El tiempo envejece

El tiempo sobrevino a la ventana y demoró varios segundos en el balcón. Pude verlo entonces. Era un tiempo majestuoso. De esos tiempos que demoran años en aparecer y se desvanecen en segundos. Esa mañana escribí de muchas cosas. De la soledad viuda que cada lunes visita la tumba de su marido fallecido. Escribí de la suerte apostando a “todo o nada” en un casino de las vegas. De las caricias que mueren de tristeza esperando al amante  que nunca llegara, en la mecedora del patio.  

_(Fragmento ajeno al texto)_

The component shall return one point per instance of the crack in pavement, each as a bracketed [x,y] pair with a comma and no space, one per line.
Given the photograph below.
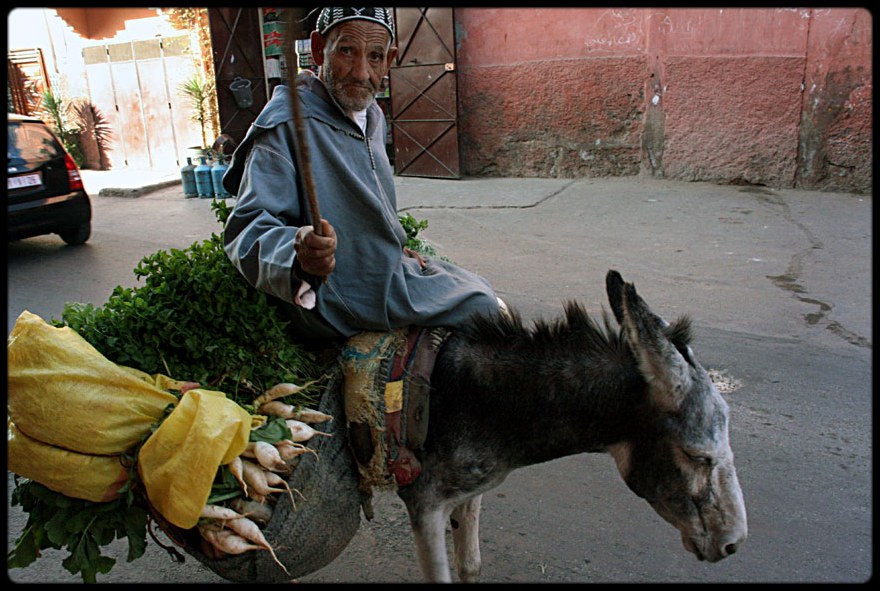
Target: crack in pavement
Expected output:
[527,206]
[790,280]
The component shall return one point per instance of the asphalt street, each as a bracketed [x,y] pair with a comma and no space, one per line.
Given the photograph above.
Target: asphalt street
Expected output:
[778,283]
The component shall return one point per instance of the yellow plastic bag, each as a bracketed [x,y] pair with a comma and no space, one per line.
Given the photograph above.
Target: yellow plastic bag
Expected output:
[179,461]
[93,478]
[63,392]
[71,411]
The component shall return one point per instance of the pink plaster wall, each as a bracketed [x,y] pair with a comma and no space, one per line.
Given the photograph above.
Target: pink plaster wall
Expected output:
[691,94]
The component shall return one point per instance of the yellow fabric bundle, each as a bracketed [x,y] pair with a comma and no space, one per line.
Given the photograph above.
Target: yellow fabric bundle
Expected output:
[63,392]
[93,478]
[71,412]
[179,461]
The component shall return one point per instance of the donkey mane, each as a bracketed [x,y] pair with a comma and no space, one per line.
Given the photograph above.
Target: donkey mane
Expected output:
[575,330]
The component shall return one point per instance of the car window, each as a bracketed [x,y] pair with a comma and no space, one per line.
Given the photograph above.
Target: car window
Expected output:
[30,142]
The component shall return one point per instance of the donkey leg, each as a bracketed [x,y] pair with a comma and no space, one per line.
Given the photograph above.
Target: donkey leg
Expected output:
[466,539]
[429,530]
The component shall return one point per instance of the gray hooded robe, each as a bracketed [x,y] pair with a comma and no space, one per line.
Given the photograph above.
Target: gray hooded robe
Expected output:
[374,286]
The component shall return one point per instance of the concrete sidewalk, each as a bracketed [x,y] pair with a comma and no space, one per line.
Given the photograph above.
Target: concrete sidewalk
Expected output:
[126,182]
[777,282]
[771,262]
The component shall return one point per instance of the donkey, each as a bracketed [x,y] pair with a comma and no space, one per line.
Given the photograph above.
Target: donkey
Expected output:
[505,397]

Escribí del silencio gritando desde los huesos. Del dolor inmarcesible que no se resigna, de las alegrías con fecha de vencimiento, de los seres queridos que llevas a todos lados en el bolsillo. De amores que han dejado de existir y de la lucha por abrir el cofre misterioso de la vida. También pensé en las hojas otoñales que se derriban ante la primavera enardecida y sobre el sol agobiado por sus propios pensamientos. El tiempo me dijo: “He venido a quedarme”. Y le creí. Instaló sus maletas en la cama y se sentó. Llevaba puesto un traje negro y el cabello lo tenía endurecido por el gel. Era, en efecto, un tiempo triste y frio. Estaba viejo, y tenía las manos arrugadas por los años. 

Hablamos varias horas hasta que se le hizo tarde. Ese día por primera vez supe que el tiempo también se angustia y sufre. Pero es el tiempo.